Proprio grazie a questa sua “natura” nel corso del tempo all’ETF SCHD hanno iniziato a guardare tutti quegli investitori difensivi, dai giovani appena maggiorenni che possono investire solo piccole somme ai pensionati fino agli adulti che cercano un reddito periodico stabile.

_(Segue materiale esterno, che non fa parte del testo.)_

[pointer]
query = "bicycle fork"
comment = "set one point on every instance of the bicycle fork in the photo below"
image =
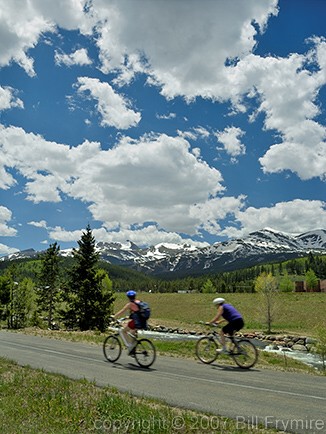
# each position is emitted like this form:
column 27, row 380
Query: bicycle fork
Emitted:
column 123, row 337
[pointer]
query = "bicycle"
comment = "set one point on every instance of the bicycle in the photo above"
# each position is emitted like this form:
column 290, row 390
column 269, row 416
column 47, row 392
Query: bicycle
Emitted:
column 241, row 350
column 144, row 351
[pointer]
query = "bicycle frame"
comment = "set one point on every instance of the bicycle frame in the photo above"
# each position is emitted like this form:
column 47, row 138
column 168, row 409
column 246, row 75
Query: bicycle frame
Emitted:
column 241, row 350
column 143, row 349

Fin quando i mercati sono rimasti instabili alternando fasi di crescita a momenti di forte ritracciamento l’ETF Schwab US Dividend Equity ha ben assolto alla sua funzione ma in un contesto in cui, grazie soprattutto ai titoli tech, gli indici azionari passano da record in record, ecco che la strategia di SCHD ha mostrato tutti i suoi limiti rilevandosi quasi inadeguata a questo contesto toro.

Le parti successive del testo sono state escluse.